Знаешь, что я сделаю, когда выйду отсюда? Найду палку с крючком, чтобы выудить свою рукопись из ниши в стене переулка Сантарем. Именно там я спрятал свой компьютер перед вторым арестом, только компьютер надежно упакован, а рукопись лежит на самом дне, и от нее остались, наверное, одни заплесневелые клочья. Полистаю ее, понюхаю и закину в угли, под решетку для гриля в
Все, заканчиваю, в камере начинается драка, и мне придется встать на сторону Тьягу.
Now, once again where does it rain?
On the plain! On the plain!
And where’s that soggy plain?
In Spain! In Spain!
Хани, я снова могу писать тебе, я владелец целого вороха оберточной бумаги. Некоторые листки воняют сыром, зато один пахнет миндальной булкой. Сегодня меня вызвали на очную ставку с Ласло, не знаю, где они его выкопали, но я обрадовался: хоть что-то происходит, стимпанковая следственная машина раскачалась и поехала. Тьягу сказал, что такие частые вызовы могут быть и не к добру, как бы новое дело не повесили, но я только рукой махнул: у меня и старого дела нет, я заключенный без преступления.
На этот раз Ласло был настоящим и говорил правду. От этой правды я так закашлялся, что мне разрешили подойти к открытому окну и отдышаться. В окне качались ветки пинии, тяжелые от дождевой воды, я протянул руку, отломил смолистую шишку и сунул в карман.
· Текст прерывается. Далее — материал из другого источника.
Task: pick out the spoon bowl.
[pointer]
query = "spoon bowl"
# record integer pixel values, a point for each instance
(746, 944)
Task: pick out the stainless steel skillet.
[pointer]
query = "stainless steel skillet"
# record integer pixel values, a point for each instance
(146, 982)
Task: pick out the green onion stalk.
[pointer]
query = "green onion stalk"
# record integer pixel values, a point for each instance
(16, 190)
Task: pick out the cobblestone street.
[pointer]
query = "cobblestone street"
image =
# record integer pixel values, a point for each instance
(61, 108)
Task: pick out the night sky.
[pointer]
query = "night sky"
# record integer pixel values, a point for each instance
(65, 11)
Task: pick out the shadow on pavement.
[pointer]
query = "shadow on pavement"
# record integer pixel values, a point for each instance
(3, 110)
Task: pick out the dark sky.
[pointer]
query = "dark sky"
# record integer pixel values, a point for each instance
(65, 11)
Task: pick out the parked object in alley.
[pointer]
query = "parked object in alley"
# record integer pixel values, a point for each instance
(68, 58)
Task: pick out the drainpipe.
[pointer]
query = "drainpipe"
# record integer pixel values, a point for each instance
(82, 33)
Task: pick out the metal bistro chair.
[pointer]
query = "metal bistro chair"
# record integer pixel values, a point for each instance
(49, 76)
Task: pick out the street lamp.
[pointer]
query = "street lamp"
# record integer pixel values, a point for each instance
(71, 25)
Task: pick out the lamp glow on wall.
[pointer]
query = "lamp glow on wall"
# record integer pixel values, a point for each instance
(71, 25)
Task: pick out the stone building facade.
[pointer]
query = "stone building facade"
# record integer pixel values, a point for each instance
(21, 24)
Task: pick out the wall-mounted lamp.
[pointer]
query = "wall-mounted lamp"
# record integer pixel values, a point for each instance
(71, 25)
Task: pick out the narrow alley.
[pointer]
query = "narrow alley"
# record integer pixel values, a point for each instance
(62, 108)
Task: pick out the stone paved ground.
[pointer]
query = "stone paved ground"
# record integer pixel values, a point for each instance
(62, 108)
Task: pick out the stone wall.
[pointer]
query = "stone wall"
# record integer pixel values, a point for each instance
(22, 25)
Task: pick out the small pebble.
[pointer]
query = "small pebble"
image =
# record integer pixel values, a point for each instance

Я смотрел на мадьяра не отрываясь, а он смотрел поверх моей головы. Это был не Тот никакой, а тот самый парень, что окунул меня в вишневый сок. Маленькая крепкая голова в шапке, похожая на валлийский чеддер под красной корочкой, серые бесстыжие глаза. Так вот, значит, кто хотел стать хозяином моей облупленной Вальхаллы, вот кто держал меня в душном страхе всю зиму, вот кто крутил мои яйца между пальцами, как два китайских шарика.